At this juncture in the film, there have already been more than a few enlightening interview interludes. Observations from the likes of Paul Butterfield's wife Kathy, band member guitarist Elvin Bishop and contemporaries such as Bonnie Raitt and Maria Muldaur are as entertaining as they are enlightening, capturing the exploratory nature of the times of which Butterfield remains so symbolic . In that sense, if no other, that commentary echoes content in similar documentaries, such as Martin Scorcese's 2005 work for PBS' American Masters series, No Direction Home: Bob Dylan. It is one more reaffirmation of how seamless were the most authentic and lasting musical aspirations of the era like Paul Butterfield's.

Such is the general tenor of Horn From The Heart. A generally uplifting, inspiring piece of work as it begins, like its subject, with great commitment, it remains so even as it documents the slow decline of the great musician. As Paul Butterfield proceeds with different group's of musicians through the years of the Seventies and into the Eighties, he's also dealing with the burden of a medical condition exacerbated by his own bad habits. It's to the credit of Anderson and Warren that, rather than digress one iota from their story-line via 'what if's?' and 'if only's?," they simply allow the facts of business misfortunes and the man's personal issues speak for themselves.
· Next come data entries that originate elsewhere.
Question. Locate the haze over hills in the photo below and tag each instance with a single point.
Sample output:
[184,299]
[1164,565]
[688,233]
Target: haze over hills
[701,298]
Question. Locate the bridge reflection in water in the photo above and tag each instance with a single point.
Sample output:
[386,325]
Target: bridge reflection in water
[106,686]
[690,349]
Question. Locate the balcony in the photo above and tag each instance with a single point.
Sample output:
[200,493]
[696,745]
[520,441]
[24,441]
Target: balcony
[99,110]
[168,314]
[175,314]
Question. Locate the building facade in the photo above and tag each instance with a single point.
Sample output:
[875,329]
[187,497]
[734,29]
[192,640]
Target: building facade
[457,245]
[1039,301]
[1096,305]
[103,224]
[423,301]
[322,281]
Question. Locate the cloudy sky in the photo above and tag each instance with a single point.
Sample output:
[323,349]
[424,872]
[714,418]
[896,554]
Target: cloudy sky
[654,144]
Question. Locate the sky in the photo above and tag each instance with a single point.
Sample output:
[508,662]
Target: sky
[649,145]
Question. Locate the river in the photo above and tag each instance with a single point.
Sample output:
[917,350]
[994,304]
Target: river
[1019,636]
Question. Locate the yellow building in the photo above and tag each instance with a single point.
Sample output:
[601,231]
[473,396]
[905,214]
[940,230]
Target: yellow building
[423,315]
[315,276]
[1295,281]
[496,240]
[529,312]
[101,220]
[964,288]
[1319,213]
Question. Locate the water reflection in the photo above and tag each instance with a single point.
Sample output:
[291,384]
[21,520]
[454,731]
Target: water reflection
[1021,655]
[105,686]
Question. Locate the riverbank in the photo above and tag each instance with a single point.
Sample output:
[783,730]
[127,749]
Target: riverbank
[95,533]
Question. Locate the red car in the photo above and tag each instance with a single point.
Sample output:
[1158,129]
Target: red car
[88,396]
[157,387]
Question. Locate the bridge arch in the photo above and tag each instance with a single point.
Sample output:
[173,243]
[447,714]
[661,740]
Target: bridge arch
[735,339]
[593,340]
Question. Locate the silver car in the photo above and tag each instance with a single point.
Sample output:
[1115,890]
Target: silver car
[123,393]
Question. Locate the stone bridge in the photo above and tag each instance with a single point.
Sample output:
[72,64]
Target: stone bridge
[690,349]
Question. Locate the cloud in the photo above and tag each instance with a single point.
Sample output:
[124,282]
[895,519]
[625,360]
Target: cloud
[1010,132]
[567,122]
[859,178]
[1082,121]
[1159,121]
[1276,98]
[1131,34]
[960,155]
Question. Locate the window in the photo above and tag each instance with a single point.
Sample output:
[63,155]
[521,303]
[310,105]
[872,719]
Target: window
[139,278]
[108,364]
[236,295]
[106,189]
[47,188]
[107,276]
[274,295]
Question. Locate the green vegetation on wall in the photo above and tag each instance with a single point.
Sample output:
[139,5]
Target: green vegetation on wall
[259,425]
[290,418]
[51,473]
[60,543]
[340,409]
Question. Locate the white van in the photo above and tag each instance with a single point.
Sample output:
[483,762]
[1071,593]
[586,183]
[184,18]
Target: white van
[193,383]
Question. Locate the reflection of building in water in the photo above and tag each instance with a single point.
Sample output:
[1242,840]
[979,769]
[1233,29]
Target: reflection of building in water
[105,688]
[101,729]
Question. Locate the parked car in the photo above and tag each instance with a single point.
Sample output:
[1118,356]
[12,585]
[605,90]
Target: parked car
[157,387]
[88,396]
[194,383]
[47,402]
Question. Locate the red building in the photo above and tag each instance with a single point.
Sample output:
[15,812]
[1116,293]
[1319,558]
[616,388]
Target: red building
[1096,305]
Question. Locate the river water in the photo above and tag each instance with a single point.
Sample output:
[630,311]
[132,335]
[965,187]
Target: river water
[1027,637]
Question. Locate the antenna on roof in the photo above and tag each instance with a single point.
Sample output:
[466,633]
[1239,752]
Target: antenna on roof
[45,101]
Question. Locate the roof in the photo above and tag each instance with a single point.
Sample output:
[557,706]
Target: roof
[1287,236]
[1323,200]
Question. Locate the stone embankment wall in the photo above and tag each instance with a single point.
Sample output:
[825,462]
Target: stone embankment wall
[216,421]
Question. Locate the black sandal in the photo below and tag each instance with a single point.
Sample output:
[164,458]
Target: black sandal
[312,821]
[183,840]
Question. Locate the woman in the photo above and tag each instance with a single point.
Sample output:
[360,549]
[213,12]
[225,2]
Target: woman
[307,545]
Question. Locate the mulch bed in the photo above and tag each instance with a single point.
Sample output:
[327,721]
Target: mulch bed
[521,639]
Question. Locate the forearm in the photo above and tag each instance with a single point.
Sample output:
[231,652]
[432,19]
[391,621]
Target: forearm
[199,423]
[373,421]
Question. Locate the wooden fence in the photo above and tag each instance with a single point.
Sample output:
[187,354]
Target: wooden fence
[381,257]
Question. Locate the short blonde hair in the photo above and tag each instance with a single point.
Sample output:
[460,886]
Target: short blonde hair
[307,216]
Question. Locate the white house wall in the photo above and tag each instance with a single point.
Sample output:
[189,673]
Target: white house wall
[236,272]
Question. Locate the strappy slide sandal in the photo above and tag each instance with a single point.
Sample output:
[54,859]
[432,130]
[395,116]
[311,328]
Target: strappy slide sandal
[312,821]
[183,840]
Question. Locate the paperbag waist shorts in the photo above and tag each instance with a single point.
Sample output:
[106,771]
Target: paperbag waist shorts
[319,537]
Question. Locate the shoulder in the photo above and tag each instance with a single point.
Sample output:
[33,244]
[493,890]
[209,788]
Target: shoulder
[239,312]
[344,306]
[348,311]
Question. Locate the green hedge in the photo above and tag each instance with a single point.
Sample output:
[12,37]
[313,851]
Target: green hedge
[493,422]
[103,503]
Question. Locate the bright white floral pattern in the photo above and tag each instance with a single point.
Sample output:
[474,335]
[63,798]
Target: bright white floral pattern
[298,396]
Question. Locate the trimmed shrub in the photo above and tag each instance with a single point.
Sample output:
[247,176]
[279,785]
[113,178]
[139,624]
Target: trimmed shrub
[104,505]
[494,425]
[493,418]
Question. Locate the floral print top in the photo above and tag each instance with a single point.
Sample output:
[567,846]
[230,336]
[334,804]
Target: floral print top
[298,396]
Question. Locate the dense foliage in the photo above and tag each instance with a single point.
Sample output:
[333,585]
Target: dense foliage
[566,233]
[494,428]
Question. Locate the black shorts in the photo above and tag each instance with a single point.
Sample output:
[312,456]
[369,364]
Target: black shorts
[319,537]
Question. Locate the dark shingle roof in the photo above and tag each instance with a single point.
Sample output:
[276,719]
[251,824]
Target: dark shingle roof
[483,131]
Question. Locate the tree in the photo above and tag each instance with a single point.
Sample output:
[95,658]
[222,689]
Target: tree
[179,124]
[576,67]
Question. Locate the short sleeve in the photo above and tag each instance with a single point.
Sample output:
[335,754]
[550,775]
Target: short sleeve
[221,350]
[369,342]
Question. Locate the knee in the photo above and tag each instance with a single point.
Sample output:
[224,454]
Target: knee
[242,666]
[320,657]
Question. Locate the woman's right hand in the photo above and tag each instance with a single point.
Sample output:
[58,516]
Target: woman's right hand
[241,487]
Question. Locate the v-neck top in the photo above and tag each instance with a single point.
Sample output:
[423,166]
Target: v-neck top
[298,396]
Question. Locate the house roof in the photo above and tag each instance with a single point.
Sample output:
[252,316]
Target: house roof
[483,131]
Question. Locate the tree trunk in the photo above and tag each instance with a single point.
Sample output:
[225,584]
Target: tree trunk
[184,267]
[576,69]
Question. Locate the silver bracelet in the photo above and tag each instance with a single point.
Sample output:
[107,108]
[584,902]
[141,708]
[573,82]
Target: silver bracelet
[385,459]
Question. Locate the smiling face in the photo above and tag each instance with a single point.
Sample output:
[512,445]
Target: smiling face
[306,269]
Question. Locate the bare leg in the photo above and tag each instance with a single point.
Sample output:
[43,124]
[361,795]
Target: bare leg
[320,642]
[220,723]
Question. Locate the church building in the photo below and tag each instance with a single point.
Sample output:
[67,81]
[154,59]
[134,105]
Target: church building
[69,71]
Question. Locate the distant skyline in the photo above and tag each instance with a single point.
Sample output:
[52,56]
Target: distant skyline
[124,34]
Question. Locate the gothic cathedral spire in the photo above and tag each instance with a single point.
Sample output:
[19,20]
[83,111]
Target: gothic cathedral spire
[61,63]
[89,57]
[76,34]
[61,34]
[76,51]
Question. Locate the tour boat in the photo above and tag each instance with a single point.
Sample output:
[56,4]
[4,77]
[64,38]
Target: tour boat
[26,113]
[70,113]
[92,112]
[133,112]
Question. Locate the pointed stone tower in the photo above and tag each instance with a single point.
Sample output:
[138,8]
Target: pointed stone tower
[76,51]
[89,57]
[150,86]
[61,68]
And rightly so, for however much this influential musician's personality might have figured into both those sequences of events (intertwined to a great degree as they were), what evolved was sad enough on its own terms to speak volumes. Just as bonus features apart from the trailer included would be redundant, there is neither sentimentality nor melodrama in The Paul Butterfield Story; the film simply does not require it to make the fundamental point that, as much as this inspiring and irascible figure deserved the recognition he received during his lifetime (and posthumously though his Band's 2015 introduction into the Rock and Roll Hall of Fame), the profundity of what he contributed to contemporary music, blues and otherwise, remains to a great degree underappreciated.

John Anderson and Sandra Warren do bountiful service to his legacy, however, with the creation, release and circulation of this film (the latter through various physical, digital and live screenings). The discerning application of a remarkable level of detail in their work even extends to the superb sound quality of the musical intervals interwoven throughout the film, the full-bodied nature of the audio is always unmistakable and perhaps never more so than at the very conclusion of Horn From The Heart as they capture the sound of Paul Butterfield on harp and vocals, late in life yet still robust and ever so soulful.